Bytesize 13: Tuning pipeline performance
Edit

Gisela Gabernet - QBiC Tübingen, Germany

Event start:: May 18, 2021 at 11:00
Event end:: May 18, 2021 at 11:30

Locations:

- Online

Join us for our weekly series of short talks: nf-core/bytesize.

Just 15 minutes + questions, we focus on topics about using and developing nf-core pipelines. These are recorded and made available at https://nf-co.re , helping to build an archive of training material. Got an idea for a talk? Let us know on the #bytesize Slack channel!

Warning

The information presented in this bytesize may not reflect the latest way of configuring Nextflow!

Please check the Nextflow and nf-core docs for the most up-to-date information.

This week, Gisela Gabernet (@ggabernet) will present: Tuning pipeline performance.

This will cover:

In-depth analysis of computational resource usage after a pipeline run
How to take that back into a custom config to make it more efficient

The talk will be presented on Zoom and live-streamed on YouTube:

YouTube: https://youtu.be/Qw1gLpYtMec
Bilibili: https://www.bilibili.com/video/BV1z64y1k7a3

Video transcription

Note

The content has been edited to make it reader-friendly

0:47 I will talk about tuning pipeline performance and specify the resource requirements for your pipelines. So, here’s the background, maybe you are a pipeline developer of a Nextflow pipeline and you’d like to incorporate your pipeline into nf-core or maybe you’ve found an nf-core pipeline that you would like to use to work with your own data.

1:13 Then you are ready to launch your pipeline to your local cluster or commercial cloud infrastructure with potentially high amounts of input data. The nice thing about nf-core pipelines is that we have a predefined set of resource requirements that should allow you to more or less effortlessly launch your pipelines across all these infrastructures. So I’m going to cover how we set this up and tweak it in case you need to.

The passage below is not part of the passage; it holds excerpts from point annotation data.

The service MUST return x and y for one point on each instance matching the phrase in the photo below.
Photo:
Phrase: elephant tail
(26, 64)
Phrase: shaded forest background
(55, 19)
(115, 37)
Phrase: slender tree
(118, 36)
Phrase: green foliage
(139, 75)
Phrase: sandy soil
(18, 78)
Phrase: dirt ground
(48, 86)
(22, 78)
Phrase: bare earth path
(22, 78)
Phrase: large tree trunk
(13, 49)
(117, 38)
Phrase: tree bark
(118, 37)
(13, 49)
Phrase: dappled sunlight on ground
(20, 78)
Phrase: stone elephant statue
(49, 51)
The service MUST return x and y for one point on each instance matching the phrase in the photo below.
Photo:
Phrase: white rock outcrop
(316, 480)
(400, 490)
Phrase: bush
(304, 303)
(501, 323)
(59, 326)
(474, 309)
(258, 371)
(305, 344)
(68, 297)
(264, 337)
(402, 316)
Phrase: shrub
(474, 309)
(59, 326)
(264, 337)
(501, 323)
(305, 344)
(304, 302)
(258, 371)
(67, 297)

2:01 When writing a Nextflow pipeline, for each process of the pipeline, there is a default possibility for specifying resource requests. This is for example, the number of CPUs that this process will use, how much memory this process will need, and for how long that job can run. It is important to efficiently request those resources in the cluster or cloud scheduler. If you request fewer resources, and your job exceeds what you’ve requested, it will be killed. On the other hand, if you request too much, you end up using your cluster inefficiently, which can result in unnecessary costs. So it is important to find a balance.

3:11 There is no magic formula to find the best configuration, but let’s have a look at something that could help. So start small and then go big. But here’s another very nice tool, which is the Nextflow execution report that can help you define your resource requests. So when running an nf-core pipeline, there’s a subfolder called pipeline_info under the pipeline results folder, where you can find the Nextflow execution report. We’re now going to have a look at a sample execution report for nf-core/rnaseq.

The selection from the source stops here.